1,3 milliards Usd volatilisés : l’audit de Gode-froid Mayobo fait peur. C’est un rapport qui fait jaser. Les prédateurs des finances publiques ont mis en marche toutes les batteries pour discréditer et bloquer l’audit mené par les Experts de la CIABG à l’Ofida, DGI, DGRAD, Onatra, ; Occ, Régideso, Snel, Sonal et RVA.

Depuis que l’audit effectué dans certaines entreprises publiques et régies financières a donné ses résultats, étape suivie de l’entame de premières actions disciplinaires judiciaires, on assiste à une agitation qui ne dit pas son nom. Pourtant, des manquements relevés dans le rapport de contrôle des experts de la CIABG ont largement démontré le détournement des deniers publics. Il s’observe, depuis, une sorte de branle-bas de combat étalé par des commentaires émanant des soi-disant observateurs avertis. On crie à un coup médiatique ou politique du Premier ministre et on conteste les chiffres avancés par l’audit.
En fait, à travers cette agitation, on sent des intérêts politiciens et individuels s’affronter. Mais, comment les dirigeants des entreprises publiques et des régies financières ont-ils été désignés ? C’était la logique de “ partage du gâteau ” à laquelle on assiste depuis plusieurs années, relèvent les experts pour contextualiser l’environnement politique qui a souvent guidé les choses en RDC. Les experts ne s’étonnent guère que l’audit effectué entraîne la levée de boucliers dans certains milieux politiques dont sont issus les gestionnaires mis en cause par le contrôle. Encore que, font-ils remarquer, les fonds qui disparaissent des caisses ou des circuits de perception des recettes de l’Etat sont souvent redistribués dans les partis ou autres clans politiques. C’est cela qui justifierait l’agitation à laquelle on assiste depuis quelques temps.
Les membres du comité d’audit menacés
En réalité, confient quelques experts, les “ détourneurs ” tentent d’arrêter le processus en cours devant la justice et les agents et fonctionnaires mis en cause par l’audit. Cette démarche viserait également à intimider, les membres de la Commission interministérielle d’audit et de bonne gouvernance (CIABG) dans le but d’étouffer dans l’oeuf le lancement d’autres audits annoncés dans d’autres secteurs. Voilà pourquoi, indique-t-on, des responsables à la Primature et surtout les membres du comité des experts ayant conduit l’audit seraient victimes de menaces quotidiennes pendant qu’une campagne serait orchestrée dans le but de semer le doute dans les esprits au sujet de la pertinence du rapport d’audit.
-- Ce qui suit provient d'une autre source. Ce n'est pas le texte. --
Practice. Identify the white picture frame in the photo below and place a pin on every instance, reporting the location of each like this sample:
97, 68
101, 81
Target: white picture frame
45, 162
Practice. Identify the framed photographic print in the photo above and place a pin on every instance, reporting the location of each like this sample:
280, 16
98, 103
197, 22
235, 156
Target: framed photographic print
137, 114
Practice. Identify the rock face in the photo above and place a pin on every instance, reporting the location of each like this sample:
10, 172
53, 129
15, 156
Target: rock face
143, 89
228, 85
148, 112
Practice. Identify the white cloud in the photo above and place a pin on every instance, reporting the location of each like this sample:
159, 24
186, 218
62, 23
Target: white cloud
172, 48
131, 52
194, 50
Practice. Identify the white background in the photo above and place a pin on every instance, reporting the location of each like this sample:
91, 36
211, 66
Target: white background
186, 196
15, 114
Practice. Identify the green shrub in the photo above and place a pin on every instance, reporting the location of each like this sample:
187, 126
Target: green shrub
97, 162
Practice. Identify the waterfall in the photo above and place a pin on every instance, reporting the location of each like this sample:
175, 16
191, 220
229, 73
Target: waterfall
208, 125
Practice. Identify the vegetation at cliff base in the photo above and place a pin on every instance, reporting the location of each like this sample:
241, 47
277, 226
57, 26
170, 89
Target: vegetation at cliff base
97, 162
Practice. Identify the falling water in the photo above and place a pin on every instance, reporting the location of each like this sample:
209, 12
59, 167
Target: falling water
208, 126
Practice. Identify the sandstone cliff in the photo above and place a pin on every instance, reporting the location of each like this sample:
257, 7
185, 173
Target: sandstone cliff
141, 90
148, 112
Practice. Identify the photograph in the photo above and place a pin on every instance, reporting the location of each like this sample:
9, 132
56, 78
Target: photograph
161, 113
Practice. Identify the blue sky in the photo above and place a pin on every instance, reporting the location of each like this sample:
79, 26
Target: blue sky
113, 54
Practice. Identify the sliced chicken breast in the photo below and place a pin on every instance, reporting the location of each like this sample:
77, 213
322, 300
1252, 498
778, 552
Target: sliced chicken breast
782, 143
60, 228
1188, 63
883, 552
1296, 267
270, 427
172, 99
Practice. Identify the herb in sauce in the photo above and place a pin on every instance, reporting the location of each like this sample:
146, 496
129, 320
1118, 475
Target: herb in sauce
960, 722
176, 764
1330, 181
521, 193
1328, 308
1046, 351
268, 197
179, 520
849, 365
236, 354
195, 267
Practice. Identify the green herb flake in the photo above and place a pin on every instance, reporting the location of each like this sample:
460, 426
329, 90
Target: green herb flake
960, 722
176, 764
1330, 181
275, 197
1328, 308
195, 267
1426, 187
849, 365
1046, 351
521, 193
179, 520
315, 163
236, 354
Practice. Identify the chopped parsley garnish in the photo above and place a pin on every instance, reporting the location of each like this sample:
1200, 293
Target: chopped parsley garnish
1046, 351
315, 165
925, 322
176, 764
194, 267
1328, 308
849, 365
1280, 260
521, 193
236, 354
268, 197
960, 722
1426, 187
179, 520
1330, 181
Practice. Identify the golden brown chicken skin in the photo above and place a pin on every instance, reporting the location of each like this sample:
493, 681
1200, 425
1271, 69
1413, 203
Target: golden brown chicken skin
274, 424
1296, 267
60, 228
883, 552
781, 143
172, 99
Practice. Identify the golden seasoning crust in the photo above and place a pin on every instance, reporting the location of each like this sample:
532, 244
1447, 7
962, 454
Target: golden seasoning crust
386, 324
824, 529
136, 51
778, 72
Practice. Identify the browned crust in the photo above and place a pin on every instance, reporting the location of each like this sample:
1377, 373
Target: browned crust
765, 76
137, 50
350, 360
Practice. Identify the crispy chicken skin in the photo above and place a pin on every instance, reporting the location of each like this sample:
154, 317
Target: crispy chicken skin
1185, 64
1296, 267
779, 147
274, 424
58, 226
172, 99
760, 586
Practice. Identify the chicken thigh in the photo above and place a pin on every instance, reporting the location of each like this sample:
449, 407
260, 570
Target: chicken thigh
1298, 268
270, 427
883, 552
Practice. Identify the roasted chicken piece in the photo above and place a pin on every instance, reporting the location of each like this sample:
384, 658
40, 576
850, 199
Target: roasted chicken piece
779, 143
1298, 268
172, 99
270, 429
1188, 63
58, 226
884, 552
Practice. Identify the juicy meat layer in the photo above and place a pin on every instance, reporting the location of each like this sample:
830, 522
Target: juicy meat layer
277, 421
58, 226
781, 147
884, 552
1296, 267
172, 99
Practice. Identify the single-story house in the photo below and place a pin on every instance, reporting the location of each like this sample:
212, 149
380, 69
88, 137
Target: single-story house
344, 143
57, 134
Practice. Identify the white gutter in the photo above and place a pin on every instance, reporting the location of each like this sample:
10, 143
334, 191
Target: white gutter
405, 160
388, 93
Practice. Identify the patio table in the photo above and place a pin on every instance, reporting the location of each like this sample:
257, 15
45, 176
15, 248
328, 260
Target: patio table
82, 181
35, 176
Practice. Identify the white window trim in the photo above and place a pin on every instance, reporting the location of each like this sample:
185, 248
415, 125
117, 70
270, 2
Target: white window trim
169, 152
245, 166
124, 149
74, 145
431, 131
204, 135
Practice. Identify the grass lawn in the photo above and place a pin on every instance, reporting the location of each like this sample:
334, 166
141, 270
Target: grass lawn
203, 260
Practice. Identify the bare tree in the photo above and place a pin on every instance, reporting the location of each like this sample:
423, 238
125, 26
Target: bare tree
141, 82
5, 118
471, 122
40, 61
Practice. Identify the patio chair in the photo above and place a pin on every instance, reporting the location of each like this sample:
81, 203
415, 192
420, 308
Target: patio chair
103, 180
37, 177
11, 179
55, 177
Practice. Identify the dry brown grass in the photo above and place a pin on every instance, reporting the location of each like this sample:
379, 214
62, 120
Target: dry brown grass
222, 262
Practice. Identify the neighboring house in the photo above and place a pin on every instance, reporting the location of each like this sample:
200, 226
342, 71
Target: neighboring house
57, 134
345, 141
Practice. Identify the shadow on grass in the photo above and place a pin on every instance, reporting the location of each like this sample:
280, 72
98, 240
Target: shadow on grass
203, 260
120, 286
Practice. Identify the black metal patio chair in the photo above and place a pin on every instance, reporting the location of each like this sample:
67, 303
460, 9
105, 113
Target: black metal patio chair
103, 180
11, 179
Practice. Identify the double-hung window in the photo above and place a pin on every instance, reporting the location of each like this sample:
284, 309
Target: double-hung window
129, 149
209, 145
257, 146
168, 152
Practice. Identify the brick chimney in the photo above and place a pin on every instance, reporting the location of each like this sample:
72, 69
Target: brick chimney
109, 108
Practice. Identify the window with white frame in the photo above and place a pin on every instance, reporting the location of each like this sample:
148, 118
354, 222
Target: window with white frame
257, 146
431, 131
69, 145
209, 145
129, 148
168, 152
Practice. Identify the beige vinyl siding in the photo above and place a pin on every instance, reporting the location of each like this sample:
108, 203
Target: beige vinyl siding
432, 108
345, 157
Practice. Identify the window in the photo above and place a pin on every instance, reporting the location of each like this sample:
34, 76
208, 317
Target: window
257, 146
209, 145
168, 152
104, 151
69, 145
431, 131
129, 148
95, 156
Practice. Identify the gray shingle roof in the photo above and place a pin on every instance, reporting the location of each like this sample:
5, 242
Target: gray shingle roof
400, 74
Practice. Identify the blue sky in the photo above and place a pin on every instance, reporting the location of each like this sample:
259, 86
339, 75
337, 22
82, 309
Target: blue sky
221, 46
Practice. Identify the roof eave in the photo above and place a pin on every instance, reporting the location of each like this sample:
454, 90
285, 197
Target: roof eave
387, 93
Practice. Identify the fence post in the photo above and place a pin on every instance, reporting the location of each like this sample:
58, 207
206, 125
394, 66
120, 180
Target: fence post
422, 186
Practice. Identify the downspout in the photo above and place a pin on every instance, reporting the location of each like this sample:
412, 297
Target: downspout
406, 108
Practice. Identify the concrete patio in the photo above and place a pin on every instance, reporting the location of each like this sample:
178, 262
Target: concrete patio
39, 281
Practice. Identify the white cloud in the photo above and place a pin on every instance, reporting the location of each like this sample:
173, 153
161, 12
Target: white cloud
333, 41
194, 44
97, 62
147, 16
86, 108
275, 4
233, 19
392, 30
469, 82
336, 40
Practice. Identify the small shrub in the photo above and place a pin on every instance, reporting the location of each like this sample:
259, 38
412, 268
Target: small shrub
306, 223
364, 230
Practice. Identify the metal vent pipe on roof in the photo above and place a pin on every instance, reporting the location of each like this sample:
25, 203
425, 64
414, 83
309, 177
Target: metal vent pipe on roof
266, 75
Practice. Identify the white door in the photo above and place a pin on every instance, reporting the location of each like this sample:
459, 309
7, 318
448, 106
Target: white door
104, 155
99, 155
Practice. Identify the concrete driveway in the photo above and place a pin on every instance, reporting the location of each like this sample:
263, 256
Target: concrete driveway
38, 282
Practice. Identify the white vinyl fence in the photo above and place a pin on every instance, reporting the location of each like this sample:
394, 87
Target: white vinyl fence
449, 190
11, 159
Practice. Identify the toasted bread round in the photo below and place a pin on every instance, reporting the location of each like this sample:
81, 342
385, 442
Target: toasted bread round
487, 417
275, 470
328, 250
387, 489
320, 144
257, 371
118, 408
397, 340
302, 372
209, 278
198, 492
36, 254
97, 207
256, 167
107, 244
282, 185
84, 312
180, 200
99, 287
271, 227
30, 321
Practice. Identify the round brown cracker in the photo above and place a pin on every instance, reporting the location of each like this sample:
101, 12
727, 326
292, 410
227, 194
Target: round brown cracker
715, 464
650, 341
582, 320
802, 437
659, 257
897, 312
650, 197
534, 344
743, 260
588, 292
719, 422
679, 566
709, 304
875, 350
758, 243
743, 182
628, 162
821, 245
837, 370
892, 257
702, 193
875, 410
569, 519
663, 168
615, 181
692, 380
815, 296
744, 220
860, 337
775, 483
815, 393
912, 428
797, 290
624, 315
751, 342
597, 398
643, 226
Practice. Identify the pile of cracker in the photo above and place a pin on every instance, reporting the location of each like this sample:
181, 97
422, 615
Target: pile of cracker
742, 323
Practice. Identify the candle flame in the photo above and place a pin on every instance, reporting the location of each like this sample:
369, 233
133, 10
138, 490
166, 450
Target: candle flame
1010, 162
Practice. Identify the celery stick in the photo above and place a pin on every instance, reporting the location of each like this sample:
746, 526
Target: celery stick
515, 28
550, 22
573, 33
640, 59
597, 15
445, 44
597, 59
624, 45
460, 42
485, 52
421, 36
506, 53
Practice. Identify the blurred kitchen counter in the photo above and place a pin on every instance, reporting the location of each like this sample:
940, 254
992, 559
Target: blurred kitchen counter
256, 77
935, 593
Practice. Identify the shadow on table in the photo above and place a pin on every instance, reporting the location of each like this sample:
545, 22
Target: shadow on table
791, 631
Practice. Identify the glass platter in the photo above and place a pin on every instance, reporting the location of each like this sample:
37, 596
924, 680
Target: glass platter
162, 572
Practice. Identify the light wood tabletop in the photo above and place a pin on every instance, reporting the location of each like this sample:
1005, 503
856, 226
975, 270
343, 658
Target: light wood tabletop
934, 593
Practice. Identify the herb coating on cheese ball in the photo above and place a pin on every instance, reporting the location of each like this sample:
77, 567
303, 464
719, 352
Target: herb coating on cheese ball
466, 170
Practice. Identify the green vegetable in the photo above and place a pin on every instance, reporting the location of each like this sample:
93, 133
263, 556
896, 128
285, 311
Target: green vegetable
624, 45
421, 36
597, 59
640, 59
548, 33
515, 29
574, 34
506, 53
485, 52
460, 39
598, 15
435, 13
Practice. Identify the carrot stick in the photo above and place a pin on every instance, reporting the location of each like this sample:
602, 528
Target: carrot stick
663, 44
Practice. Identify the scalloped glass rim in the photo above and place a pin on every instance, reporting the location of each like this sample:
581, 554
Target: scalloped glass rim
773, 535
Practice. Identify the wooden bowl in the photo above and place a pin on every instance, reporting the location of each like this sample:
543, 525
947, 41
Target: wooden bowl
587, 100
Le ministre Mayobo serait même accusé de gonfler le rapport des experts de la CIABG pour faire accréditer la thèse de détournement en lieu et place de manque à gagner.
Autrement dit, dans le milliard annoncé, il y aurait des faits de détournement et de manque à gagner. Mais, souligne-t-on, selon le rapport d’audit, le manque à gagner proviendrait essentiellement des actions ou omissions de fonctionnaires ou agents qui sous-évalueraient ou s’abstiendraient de recouvrer des droits dus au Trésor ou tout aussi d’appliquer des pénalités prévues sur des assujettis défaillants. “ Ces actions et omissions contribueraient, en réalité, à accorder illicitement des avantages aux opérateurs économiques en causant un préjudice au Trésor, ce que l’on prive ainsi au Trésor, ce sont des droits précis, calculés et dont les assujettis sont bien connus. L’auteur du détournement soustrait les fonds déjà recueillis dans la caisse, alors que l’auteur du manque à gagner agit sur le processus de perception à l’effet de ne pas faire encaisser à la même caisse ce qui lui est dû.
Le véritable enjeu du rapport d’audit des Experts
Au-delà d’un discours, le véritable enjeu du rapport d’audit des experts, confient nos sources, c’est la lutte contre la corruption, contre les corrupteurs et contre les corrompus. A travers cette action, le gouvernement Gizenga traduirait la volonté du Président de la République et du Premier ministre d’aboutir à des sanctions exemplaires. Tout un plan pour le tandem Kabila-Gizenga pour réussir l’engagement de refonder l’Etat et de le reconstruire. Il faudrait donc, choisir entre une poignée de clients politiques plus portés vers leurs intérêts personnels et la majorité du peuple qui croupit dans la misère suite à la prédation dans la gestion des finances de l’Etat, concluent certains experts.